Have you ever been overwhelmed with offers of help from loved ones, which while well-intentioned wasn’t what you needed?
Upon seeing someone in need, it is tempting to first offer solutions without asking them what they require or involving them in the process. However, without listening to what someone needs, are we be able to help? Posing questions like this adds perspective to humanitarian efforts, and enables better solutions in every sense. Consequently, when implementing projects targeted towards displaced populations, it’s necessary to consult affected populations to discern the most effective solution. However, just because people become displaced from their country of origin, does not mean they are unable to speak up and act upon their needs.
The history of support and policy regarding refugees shows a tendency for international actors to overlook refugees themselves in the decision-making process.1 In this way, after being displaced refugees are made helpless and unable to control other important aspects of their livelihood; despite having voices, refugees are made voiceless. This perspective has been challenged by organizations such as the Global Refugee-led Network (GRN), which works towards ensuring “that refugees like ourselves can meaningfully participate in strategizing, funding and implementing programs, policies and other responses that influence our lives”.2 In addition to this, traditional governance stakeholders are encountering complex problems in the refugee response sector and searching for sources of expert knowledge, especially within the European Union3 as well as in times of political, economic, or health crises.4 As a result, the contributions, efforts, and insights of refugees are becoming more and more recognized in the local, national, and international context.
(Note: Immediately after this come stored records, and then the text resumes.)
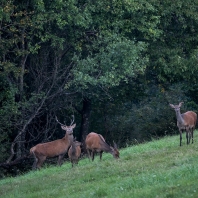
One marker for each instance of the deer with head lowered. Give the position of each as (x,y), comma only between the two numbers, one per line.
(54,148)
(96,143)
(74,152)
(185,122)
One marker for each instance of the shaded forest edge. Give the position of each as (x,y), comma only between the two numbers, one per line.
(116,66)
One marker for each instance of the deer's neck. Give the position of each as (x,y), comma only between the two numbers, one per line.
(68,138)
(179,117)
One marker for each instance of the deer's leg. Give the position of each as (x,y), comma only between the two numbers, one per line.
(101,155)
(180,131)
(192,134)
(34,166)
(92,155)
(40,161)
(89,154)
(60,158)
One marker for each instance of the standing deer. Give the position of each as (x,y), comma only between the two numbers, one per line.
(54,148)
(185,122)
(96,143)
(74,152)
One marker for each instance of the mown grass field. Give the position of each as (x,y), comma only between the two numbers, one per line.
(157,169)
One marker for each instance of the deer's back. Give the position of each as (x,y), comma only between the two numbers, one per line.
(51,149)
(93,141)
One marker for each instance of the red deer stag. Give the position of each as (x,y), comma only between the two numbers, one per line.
(74,152)
(96,143)
(185,122)
(54,148)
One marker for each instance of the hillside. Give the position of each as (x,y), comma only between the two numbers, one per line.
(155,169)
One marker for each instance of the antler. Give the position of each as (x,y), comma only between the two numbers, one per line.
(58,121)
(115,145)
(72,121)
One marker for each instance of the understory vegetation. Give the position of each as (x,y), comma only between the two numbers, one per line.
(156,169)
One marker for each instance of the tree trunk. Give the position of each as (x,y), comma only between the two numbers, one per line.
(85,120)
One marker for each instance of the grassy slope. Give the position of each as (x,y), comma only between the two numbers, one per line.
(156,169)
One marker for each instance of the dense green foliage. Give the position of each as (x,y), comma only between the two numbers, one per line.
(156,169)
(114,64)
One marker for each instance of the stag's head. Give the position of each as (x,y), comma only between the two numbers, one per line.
(68,129)
(176,107)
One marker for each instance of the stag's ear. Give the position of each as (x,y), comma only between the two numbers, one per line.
(115,145)
(64,127)
(73,126)
(171,105)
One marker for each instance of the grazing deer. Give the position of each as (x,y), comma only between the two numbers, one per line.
(185,122)
(54,148)
(96,143)
(74,152)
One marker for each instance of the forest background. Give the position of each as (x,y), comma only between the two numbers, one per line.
(115,65)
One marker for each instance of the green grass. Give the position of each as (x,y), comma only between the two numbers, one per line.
(157,169)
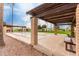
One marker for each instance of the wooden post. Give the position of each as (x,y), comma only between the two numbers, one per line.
(72,30)
(34,34)
(77,30)
(55,28)
(1,24)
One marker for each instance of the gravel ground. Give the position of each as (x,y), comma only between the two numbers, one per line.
(14,47)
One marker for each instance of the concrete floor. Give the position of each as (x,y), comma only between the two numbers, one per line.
(14,47)
(49,44)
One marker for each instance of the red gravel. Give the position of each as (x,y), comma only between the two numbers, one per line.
(14,47)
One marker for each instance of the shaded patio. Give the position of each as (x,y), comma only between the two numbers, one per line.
(54,13)
(47,43)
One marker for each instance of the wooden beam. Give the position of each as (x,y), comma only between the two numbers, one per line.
(34,31)
(1,25)
(61,15)
(59,9)
(77,30)
(55,28)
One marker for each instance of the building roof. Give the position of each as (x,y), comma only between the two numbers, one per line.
(15,26)
(55,12)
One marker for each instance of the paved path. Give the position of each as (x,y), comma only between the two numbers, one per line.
(47,43)
(14,47)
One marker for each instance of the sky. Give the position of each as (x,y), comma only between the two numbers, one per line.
(20,17)
(19,13)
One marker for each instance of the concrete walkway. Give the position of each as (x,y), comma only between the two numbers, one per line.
(14,47)
(49,44)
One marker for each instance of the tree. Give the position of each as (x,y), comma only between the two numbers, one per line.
(39,27)
(44,26)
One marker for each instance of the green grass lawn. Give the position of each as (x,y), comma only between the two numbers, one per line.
(59,32)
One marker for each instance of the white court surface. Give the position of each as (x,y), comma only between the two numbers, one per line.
(47,43)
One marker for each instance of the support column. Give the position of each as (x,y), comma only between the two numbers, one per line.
(72,30)
(55,28)
(77,30)
(34,31)
(1,25)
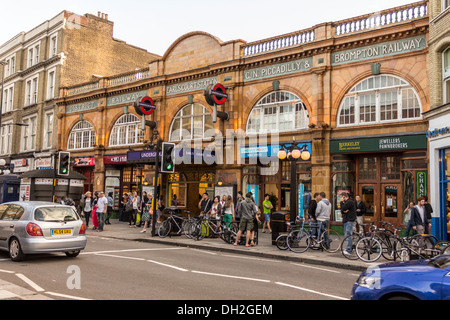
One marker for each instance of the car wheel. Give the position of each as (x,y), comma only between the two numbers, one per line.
(72,254)
(15,250)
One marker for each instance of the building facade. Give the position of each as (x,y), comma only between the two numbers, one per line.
(350,92)
(63,51)
(439,115)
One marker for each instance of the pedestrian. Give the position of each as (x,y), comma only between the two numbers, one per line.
(348,210)
(147,213)
(267,209)
(228,212)
(109,208)
(419,220)
(94,212)
(323,213)
(86,205)
(161,207)
(360,212)
(102,205)
(247,212)
(135,204)
(174,202)
(205,205)
(407,218)
(428,209)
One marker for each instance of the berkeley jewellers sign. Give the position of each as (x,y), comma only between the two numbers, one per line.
(379,50)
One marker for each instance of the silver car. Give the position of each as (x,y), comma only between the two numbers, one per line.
(40,227)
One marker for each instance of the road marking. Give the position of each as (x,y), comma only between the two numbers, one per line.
(311,291)
(168,265)
(317,268)
(6,271)
(228,276)
(65,296)
(30,283)
(130,250)
(121,257)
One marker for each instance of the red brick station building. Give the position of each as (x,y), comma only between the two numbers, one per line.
(353,92)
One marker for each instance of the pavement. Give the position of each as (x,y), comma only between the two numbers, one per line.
(264,249)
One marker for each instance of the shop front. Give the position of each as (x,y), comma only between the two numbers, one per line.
(387,173)
(439,144)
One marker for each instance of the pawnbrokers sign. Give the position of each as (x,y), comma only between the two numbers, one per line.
(379,144)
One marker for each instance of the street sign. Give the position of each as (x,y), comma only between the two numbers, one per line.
(144,106)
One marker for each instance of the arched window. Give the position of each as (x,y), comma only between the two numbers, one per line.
(379,99)
(191,122)
(82,136)
(446,77)
(127,131)
(279,111)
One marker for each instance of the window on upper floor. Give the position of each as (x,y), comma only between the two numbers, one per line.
(379,99)
(82,136)
(127,131)
(278,111)
(446,75)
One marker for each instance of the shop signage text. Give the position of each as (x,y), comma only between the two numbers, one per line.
(125,98)
(379,50)
(379,144)
(438,132)
(190,86)
(278,69)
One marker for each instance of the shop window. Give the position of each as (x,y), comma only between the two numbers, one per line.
(379,99)
(368,168)
(191,122)
(279,111)
(127,131)
(82,136)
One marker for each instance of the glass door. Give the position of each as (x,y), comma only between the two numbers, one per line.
(390,203)
(368,196)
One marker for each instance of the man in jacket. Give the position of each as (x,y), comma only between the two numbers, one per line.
(419,220)
(247,210)
(348,210)
(323,213)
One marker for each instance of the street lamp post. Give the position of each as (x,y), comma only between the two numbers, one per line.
(293,153)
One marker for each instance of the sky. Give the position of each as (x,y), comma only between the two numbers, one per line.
(155,25)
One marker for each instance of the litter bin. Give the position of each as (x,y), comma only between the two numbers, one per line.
(279,224)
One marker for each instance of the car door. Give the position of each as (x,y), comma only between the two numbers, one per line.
(4,227)
(8,223)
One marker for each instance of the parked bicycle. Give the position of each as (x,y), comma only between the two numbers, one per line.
(315,236)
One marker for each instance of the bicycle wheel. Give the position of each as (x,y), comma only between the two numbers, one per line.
(351,255)
(281,242)
(298,241)
(369,249)
(164,229)
(330,241)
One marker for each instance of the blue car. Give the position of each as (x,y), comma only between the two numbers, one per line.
(412,280)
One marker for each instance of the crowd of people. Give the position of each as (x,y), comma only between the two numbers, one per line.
(97,207)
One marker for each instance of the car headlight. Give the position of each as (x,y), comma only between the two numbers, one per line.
(369,282)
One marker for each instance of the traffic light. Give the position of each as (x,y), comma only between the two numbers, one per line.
(168,158)
(64,164)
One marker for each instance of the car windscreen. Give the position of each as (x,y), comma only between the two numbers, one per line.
(441,262)
(55,214)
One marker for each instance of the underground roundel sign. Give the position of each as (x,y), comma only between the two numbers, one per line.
(216,94)
(145,106)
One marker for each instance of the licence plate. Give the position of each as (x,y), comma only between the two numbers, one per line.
(61,232)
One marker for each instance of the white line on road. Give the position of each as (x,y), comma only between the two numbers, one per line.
(317,268)
(131,250)
(168,265)
(65,296)
(228,276)
(311,291)
(30,283)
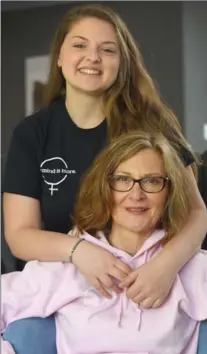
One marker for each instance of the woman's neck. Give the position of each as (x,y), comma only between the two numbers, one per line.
(86,111)
(127,240)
When cultivated, the relationship between refugee-led organizations (RLOs) and other stakeholders serves as a crucial asset for responding to the situation of refugees. In this way, refugees need not be perceived as a problem for host communities to deal with in terms of accommodation or education, but rather part of the solution for refugee relief. The organization Urban Refugees upholds that RLOs have a unique skill set that can increase the effectiveness of programs targeting displaced populations.5 Through RLOs, refugees can mobilize their positionality to better understand the situation on the ground, and in turn, offer innovative solutions at a faster pace than international organizations.6 For example, the skill set of RLOs can be utilized within the creation, implementation, promotion, provision, and evaluation of programs. Concretely, this can be seen in the provision of ‘informal’ yet necessary services – a 2019 report for the European Council on Refugees and Exiles found that RLOs offer emergency services, provide help with acquiring accommodation or labor market assistance, as well as organizing social and cultural events.7 While refugees and RLOs have proven themselves capable of arranging support and assisting their communities, to be engaged as equal partners in the management of refugee migration, their actions must also be incorporated into existing structures and processes of the refugee response sector.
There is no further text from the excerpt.